Texas famously had massive spikes in electricty prices and a near failure of the grid because of their electricity market structure, so it's not all sunshine and rainbows.
That's why I said kinda. Texas is part of the United States. The United States was the group that got uppity.
If 2 European powers had a war over a territory that is now part of a third country we would still describe the war as being between the 2 original countries. Even if other territories that weren't part of those nations at the time now are.
But yes, on the other hand we are talking specifically about Texas so maybe you're right.
On the 3rd hand the chance to get superior with the colonies should never be passed up.
That would be wonderful. But that hasn't happened yet, so i'll point out that whatever our current energy strategy is, it's failing miserably and wrecking the economy. For some reason other countries seem to have it figured out much better, so forgive me for not falling over in excitement over the fact that some war in the middle east is costing us a billion less then it might have.
Between Brexit and the aging population, I don't think joining the rest of the world in poisoning the atmosphere for the future faster is going to improve the UK's situation. There are much, much bigger fish to fry than energy policy for improvement-per-unit-effort.
The UK relies heavily on tourism. Tourism is disrupted by global instability. Climate change and fossil-fuel-catalyzed wars cultivate global instability. And the UK doesn't have the land or people to compete on the global stage in manufacturing exports (not that they do bad work, just that the scale doesn't exactly pan out. Not unless people are really keen on telling the tale of two cities again).
Best policy is likely to focus on domestic affairs (how to keep the country stable and solvent as the population shifts towards more and more retirees) and maybe look into rejoining that massive free-trade sector right down the block that the country so short-sightedly left a short time ago, since it'd really open up the tourism and trade markets.

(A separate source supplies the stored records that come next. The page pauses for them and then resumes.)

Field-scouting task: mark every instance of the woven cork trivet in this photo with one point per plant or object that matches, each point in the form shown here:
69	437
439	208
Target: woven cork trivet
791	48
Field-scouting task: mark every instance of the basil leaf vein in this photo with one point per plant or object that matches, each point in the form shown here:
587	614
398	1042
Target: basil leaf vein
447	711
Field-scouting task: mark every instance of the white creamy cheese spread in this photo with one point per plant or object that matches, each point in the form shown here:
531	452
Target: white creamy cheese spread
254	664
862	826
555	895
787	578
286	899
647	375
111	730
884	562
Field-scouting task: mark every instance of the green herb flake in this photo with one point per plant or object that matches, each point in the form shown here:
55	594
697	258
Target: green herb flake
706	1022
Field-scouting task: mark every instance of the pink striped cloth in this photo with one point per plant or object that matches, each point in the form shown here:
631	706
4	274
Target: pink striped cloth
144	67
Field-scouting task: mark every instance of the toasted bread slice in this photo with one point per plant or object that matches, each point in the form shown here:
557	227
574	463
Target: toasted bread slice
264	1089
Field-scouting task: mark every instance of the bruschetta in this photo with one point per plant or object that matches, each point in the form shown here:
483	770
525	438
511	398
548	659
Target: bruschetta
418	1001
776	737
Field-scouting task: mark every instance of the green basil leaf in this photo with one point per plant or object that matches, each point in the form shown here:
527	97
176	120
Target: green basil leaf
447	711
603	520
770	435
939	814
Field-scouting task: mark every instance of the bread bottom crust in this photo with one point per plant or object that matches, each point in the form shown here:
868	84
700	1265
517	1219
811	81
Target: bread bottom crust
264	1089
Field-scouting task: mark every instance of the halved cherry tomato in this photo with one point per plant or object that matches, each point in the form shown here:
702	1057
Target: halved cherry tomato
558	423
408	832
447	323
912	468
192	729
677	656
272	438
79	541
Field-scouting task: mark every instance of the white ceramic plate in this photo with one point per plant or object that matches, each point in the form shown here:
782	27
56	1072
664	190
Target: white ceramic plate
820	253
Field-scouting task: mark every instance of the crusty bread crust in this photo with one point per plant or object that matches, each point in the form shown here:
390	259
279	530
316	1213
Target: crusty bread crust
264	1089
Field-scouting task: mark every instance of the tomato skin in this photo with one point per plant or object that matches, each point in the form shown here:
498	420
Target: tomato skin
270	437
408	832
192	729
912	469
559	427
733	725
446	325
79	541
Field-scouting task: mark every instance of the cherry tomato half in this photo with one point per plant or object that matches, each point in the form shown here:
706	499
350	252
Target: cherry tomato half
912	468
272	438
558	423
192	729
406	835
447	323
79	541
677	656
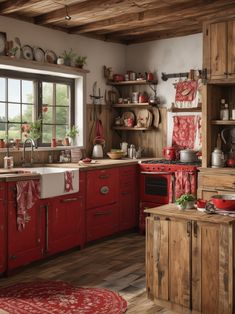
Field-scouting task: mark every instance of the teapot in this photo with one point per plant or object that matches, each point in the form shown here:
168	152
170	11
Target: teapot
169	153
124	147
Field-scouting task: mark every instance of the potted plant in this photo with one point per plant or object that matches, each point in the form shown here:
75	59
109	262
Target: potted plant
68	56
72	133
186	201
80	61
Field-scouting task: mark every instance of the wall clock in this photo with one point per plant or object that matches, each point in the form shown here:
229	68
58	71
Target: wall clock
3	38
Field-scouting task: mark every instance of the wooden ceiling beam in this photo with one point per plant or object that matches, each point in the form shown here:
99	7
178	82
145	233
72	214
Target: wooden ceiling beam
10	6
93	9
192	9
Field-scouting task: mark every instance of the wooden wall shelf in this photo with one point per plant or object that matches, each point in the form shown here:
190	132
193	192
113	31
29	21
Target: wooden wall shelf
126	128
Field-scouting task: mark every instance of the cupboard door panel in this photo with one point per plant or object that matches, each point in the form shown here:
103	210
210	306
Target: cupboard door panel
179	262
231	48
218	50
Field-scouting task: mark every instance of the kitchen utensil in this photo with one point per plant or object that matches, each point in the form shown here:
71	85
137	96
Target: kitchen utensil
132	151
224	201
116	154
217	158
188	155
124	147
169	153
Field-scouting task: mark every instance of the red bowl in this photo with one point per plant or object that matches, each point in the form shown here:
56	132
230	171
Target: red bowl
224	202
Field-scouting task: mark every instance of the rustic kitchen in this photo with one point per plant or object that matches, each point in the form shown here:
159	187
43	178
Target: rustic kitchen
117	156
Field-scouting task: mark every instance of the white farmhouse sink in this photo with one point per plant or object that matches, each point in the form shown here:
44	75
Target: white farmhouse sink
52	181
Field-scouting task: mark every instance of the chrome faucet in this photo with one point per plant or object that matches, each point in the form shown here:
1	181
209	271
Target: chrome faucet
33	145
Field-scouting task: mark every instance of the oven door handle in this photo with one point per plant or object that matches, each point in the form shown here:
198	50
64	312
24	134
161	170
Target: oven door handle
152	173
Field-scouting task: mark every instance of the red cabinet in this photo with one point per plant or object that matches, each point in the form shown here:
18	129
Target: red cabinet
128	197
102	187
64	218
26	245
3	228
102	221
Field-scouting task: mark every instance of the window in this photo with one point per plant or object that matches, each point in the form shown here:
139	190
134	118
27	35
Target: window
28	98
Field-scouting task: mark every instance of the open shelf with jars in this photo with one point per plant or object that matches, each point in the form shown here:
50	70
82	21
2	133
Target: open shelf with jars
132	98
212	123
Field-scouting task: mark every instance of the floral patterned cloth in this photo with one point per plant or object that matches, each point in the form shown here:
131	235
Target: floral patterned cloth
185	129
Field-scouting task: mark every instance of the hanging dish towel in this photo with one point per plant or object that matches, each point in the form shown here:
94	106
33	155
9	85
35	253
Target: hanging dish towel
184	131
186	94
68	181
28	192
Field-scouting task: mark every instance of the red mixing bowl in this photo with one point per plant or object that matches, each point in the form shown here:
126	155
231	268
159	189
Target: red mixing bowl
224	201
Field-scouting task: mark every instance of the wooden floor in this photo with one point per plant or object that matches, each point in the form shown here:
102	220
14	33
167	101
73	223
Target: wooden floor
117	264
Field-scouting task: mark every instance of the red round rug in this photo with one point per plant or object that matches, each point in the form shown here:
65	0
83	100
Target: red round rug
59	298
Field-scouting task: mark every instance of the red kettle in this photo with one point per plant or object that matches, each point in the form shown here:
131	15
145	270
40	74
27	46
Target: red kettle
169	153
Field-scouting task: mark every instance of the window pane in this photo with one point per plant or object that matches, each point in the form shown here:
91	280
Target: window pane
47	93
27	113
2	89
62	115
14	131
46	133
2	130
47	114
27	92
60	132
2	111
62	95
14	112
13	90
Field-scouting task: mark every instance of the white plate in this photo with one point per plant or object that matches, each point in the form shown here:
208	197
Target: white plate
27	52
39	54
50	56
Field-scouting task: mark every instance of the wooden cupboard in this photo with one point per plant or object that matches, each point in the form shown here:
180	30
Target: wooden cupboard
3	228
219	50
190	260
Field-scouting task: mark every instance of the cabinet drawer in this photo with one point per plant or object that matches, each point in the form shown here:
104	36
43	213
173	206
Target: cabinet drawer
102	187
102	221
218	181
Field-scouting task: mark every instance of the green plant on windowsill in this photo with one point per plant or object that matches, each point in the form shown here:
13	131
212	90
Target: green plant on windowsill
72	133
186	201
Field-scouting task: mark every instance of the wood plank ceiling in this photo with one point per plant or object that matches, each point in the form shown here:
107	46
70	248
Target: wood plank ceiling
124	21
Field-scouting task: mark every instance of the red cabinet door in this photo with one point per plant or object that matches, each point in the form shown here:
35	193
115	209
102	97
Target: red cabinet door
128	197
3	228
102	187
24	246
102	221
64	225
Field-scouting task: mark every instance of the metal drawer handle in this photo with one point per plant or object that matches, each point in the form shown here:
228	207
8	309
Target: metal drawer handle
67	200
103	213
104	190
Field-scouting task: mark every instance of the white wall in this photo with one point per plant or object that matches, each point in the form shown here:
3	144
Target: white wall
167	55
98	53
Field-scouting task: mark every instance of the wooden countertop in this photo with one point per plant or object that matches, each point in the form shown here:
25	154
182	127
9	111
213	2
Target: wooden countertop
172	211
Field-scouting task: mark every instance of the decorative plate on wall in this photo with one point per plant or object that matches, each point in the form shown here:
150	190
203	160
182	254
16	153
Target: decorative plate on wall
39	54
27	52
50	56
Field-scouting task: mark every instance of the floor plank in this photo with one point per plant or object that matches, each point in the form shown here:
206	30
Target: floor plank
117	263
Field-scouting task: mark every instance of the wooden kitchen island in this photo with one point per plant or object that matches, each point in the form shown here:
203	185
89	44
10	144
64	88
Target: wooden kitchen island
190	260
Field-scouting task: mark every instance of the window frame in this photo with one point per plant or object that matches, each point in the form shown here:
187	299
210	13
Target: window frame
38	80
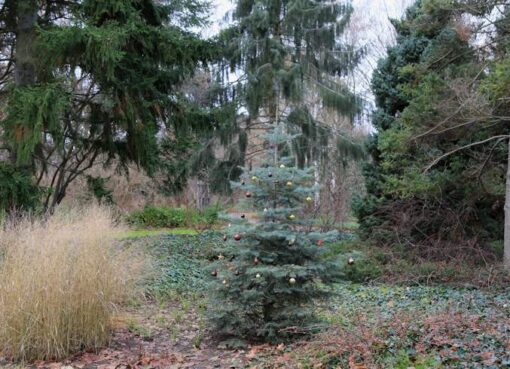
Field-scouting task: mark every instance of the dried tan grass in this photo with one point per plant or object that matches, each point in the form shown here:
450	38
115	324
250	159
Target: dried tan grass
60	282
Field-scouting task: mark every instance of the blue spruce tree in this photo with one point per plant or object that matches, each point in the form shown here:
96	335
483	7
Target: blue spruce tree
269	269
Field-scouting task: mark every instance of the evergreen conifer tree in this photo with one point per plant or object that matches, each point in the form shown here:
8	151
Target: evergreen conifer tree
84	80
270	267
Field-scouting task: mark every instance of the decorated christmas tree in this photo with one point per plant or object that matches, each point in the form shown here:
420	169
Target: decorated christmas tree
269	270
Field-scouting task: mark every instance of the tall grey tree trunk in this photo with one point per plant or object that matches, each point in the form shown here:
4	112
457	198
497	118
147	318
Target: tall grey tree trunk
506	257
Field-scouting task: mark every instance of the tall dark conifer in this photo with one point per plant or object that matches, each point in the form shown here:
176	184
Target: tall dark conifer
89	79
289	58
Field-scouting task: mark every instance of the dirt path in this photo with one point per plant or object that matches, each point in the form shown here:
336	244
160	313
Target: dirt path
151	337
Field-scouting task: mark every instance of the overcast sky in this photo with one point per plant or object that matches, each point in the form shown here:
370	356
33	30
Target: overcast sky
371	27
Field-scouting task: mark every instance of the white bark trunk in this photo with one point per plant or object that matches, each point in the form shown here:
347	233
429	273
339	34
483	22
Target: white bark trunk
506	257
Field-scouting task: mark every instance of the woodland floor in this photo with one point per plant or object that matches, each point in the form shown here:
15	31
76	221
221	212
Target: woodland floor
367	325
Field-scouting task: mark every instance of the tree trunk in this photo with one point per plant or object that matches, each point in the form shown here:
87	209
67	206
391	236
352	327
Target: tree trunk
24	66
506	257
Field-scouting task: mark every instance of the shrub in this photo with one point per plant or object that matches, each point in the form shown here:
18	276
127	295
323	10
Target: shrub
160	217
17	190
60	282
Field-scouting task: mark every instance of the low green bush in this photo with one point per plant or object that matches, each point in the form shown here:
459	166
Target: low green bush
161	217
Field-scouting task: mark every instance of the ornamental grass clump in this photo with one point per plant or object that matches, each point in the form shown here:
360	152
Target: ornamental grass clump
61	280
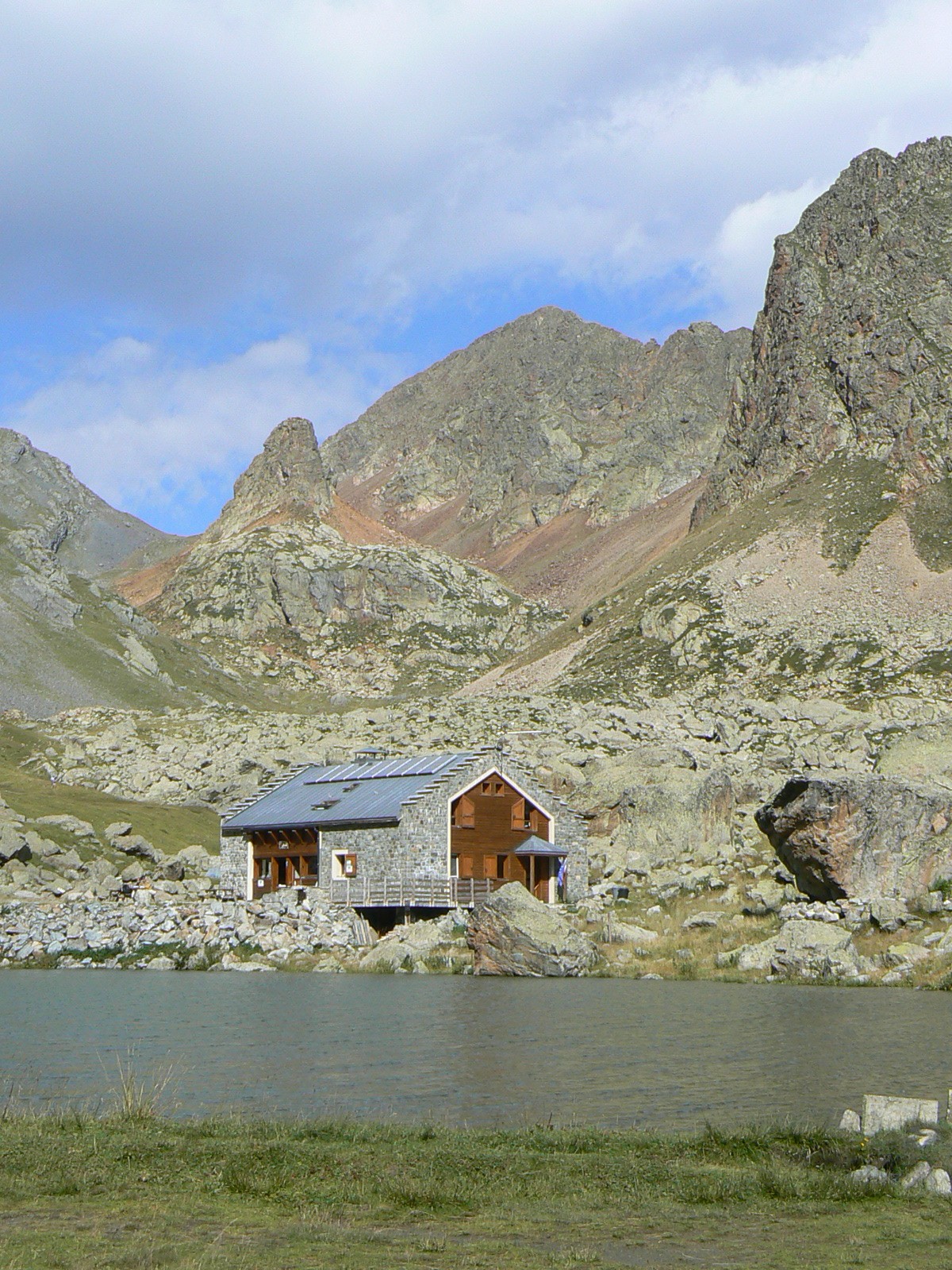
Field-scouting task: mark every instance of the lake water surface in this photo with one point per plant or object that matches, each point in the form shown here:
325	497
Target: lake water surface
475	1051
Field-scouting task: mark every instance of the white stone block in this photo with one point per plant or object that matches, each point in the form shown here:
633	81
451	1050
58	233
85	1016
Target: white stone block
882	1113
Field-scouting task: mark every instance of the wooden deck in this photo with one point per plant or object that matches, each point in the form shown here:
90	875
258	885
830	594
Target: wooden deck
413	893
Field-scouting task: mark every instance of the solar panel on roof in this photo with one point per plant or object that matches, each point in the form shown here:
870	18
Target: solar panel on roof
353	793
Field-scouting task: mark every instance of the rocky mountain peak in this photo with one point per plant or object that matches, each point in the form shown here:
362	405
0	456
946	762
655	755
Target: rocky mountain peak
854	348
545	417
285	480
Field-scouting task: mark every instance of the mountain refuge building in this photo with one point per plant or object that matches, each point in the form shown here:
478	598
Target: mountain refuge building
416	832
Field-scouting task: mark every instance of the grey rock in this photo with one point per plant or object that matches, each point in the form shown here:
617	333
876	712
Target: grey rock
939	1183
13	845
869	1176
516	933
854	343
884	1113
704	920
917	1176
860	836
545	416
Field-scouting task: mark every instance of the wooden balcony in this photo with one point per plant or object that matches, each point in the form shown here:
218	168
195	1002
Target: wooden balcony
413	893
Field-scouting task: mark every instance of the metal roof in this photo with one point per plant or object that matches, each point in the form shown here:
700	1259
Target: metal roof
344	794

Other countries are not likely spending much less on the transition, it's just that they're paying for it more in tax and less in the electricity bill. The UK's strategy here basically means there's now a huge amount of investment in renewables even without government subsidies. And the nature of renewables and relying on gas in the meantime (which has pretty much always been setting the price of electricity, it's just gotten even more expensive recently) means that there's a relatively more painful period of investment before you get to the cost benefits of a nearly entirely renewable grid.